Figure 12a,b illustrate the electro-responsive recovery behavior of EB-14N and the shape memory performance of EB/NM-A composites. Under a 200 V DC voltage, the pre-deformed U-shaped specimen gradually returns to its original shape during energization. This electro-responsive shape memory effect is governed by a thermal mechanism: electrical energy is converted into Joule heat, and once the composite reaches its glass transition temperature (T_g), shape recovery is initiated [40,41].

As shown in Figure 12b, EB-14N requires 63 s for complete recovery, whereas EB-20A reduces the recovery time to 32 s. This indicates that higher electrical conductivity lowers resistance, accelerates Joule heating, and significantly improves shape recovery ratio.
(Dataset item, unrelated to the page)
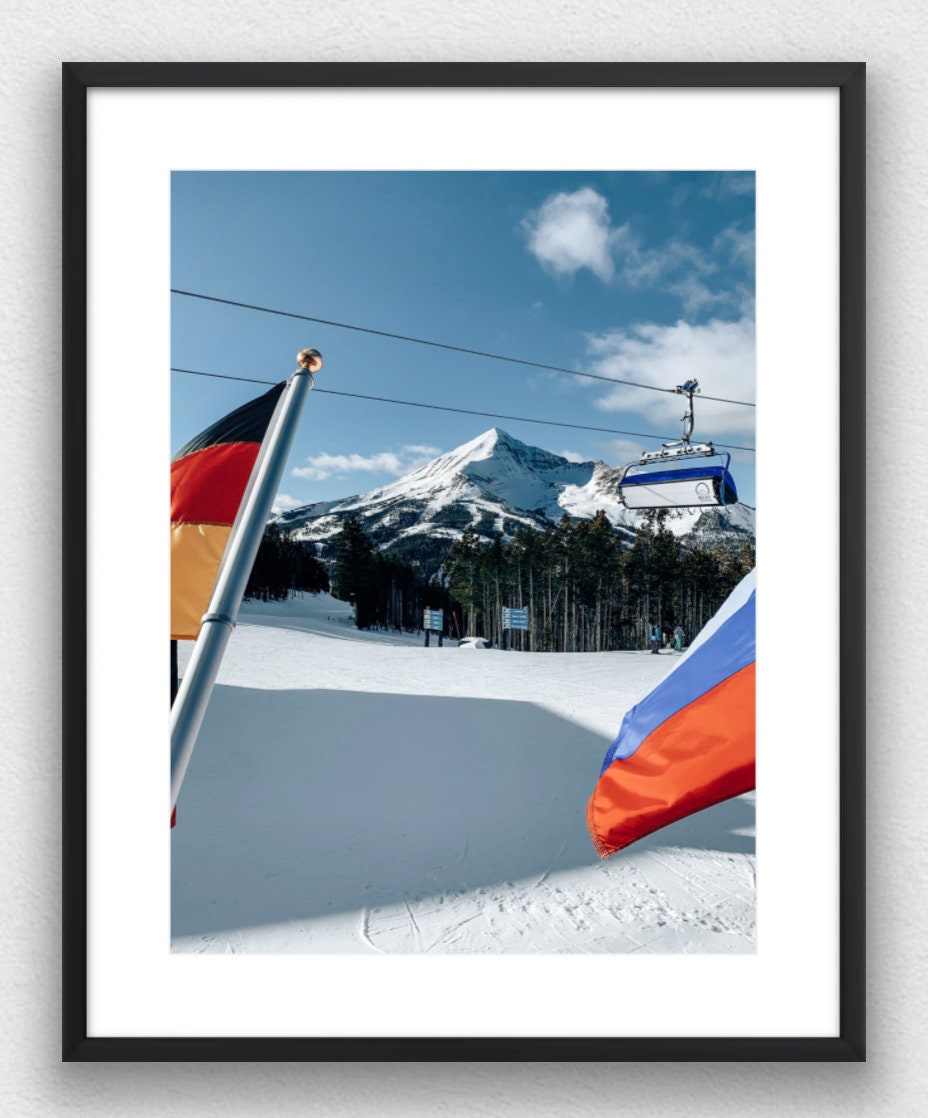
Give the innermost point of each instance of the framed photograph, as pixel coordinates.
(479, 398)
For the layered gradient NMA composite, the recovery time is 44 s, lying between those of EB-14N and EB-20A, reflecting the integrated electro-responsive behavior across its layers.
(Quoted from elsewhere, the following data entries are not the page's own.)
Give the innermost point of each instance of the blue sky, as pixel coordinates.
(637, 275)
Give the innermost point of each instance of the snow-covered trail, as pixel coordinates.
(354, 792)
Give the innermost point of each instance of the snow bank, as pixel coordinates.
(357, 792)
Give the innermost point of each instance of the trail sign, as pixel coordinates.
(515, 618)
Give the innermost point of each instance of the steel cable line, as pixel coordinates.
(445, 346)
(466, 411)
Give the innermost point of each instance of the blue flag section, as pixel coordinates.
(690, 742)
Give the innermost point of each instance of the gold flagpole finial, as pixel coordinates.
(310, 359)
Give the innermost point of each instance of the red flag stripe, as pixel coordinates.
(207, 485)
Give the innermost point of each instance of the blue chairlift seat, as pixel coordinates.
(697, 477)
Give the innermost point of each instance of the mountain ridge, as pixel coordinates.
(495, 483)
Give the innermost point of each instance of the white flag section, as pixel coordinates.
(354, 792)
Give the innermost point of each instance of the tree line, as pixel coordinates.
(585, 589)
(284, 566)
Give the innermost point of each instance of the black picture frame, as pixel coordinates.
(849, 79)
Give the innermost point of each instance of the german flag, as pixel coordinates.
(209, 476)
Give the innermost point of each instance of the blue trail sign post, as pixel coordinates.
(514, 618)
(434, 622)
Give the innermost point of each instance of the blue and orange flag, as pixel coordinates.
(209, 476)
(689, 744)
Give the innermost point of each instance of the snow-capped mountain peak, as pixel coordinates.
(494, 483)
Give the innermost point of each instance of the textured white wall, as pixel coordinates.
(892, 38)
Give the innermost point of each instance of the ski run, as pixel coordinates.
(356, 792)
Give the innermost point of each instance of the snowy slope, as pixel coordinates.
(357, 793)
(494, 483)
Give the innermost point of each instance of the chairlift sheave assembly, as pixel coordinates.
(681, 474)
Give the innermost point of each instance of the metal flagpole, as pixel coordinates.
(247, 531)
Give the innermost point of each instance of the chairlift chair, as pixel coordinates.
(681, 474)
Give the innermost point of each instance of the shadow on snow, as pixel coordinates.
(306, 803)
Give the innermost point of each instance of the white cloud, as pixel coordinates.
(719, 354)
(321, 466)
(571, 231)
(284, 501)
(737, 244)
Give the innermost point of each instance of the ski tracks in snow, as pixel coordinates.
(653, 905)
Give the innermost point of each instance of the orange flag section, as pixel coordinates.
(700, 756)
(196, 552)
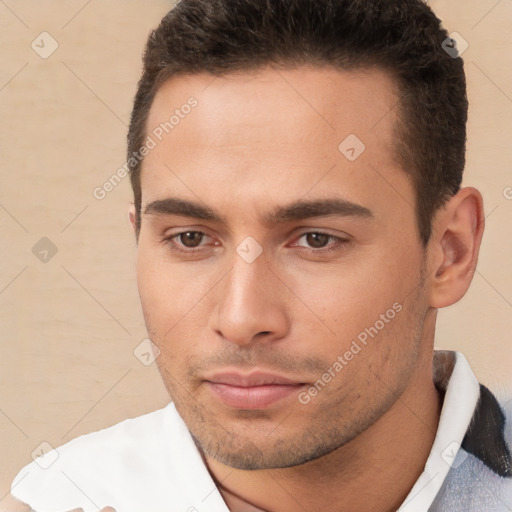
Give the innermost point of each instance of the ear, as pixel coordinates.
(453, 249)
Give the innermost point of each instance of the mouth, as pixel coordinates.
(252, 391)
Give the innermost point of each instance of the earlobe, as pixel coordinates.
(132, 217)
(455, 243)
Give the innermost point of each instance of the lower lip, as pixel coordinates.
(255, 397)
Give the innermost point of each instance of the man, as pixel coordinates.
(296, 168)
In terms of shape fixity ratio, NMA achieves a value of 94.6%, which is comparable to that of EB-20A (92.8%), indicating satisfactory temporary-shape retention. The shape recovery ratio of NMA is 95.8%, slightly lower than those of EB-14N (97.3%) and EB-20A (98.2%). This minor decrease may stem from internal constraint stresses caused by asynchronous recovery between layers, which partially counteracts the driving stress for shape recovery. Nevertheless, recovery ratios remain above 95%, confirming reliable shape-recovery capability.
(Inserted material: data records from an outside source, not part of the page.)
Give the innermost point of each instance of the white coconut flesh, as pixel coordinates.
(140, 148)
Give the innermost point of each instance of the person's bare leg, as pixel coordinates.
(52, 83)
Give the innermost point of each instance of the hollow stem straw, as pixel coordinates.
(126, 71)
Overall, both the shape fixity and shape recovery ratios of all composites exceed 92%, demonstrating excellent shape-memory performance. These results highlight the suitability of EB/NM-A composites for conformal encapsulation of complex devices, while their recyclability supports sustainable applications [42].

4. Conclusions

Overall, this study establishes a gradient-structured, multifunctional shielding composite that combines strong EMI absorption, reduced reflection, and robust shape memory, offering a practical route for next-generation smart and sustainable electromagnetic shielding materials. The main conclusions can be summarized as follows:

• Material preparation and structure: Using epoxy as the matrix, ACB as a conductive thickener, and Ni, MWCNTs, and Ag as functional fillers, a layered gradient-structured NMA electromagnetic shielding composite was successfully prepared by direct ink writing. SEM and EDS analyses confirmed uniform filler dispersion within the matrix, gradient distribution across the NMA layers, forming an layered gradient-structured with strong interlayer bonding.
• Electrical, Magnetic, and Dielectric Properties: The layered gradient architecture of NMA effectively integrates the electrical, magnetic, and dielectric properties across its layers. It exhibits an increasing electrical conductivity gradient (from 0.65 S/m at the surface to 5.80 S/m at the bottom, with an overall value of 5.44 S/m) and a decreasing magnetic loss gradient (tan δ_μ ranges from 0.08–0.12 to 0.01–0.07 through the thickness, with an overall range of 0.06–0.12). Furthermore, the multiple heterogeneous interfaces introduced by the layered structure enhance interfacial polarization, leading to significantly improved dielectric loss.
• Electromagnetic shielding performance: The layered NMA composite achieved superior shielding performance, with SE_T = 17.74 dB and R = 0.53. Its unique dual-gradient structure enables an “absorption–reflection–reabsorption” shielding mechanism, effectively reducing secondary electromagnetic pollution compared to conventional single-layer shielding materials.
• Shape memory performance: The NMA composite demonstrates favorable electro-responsive shape-memory properties, achieving shape-fixity and shape-recovery ratios of 94.6% and 95.8%, respectively. Under a DC voltage of 200 V, it recovers its original shape within 44 s, highlighting its strong potential for conformal encapsulation of complex devices and recyclable applications.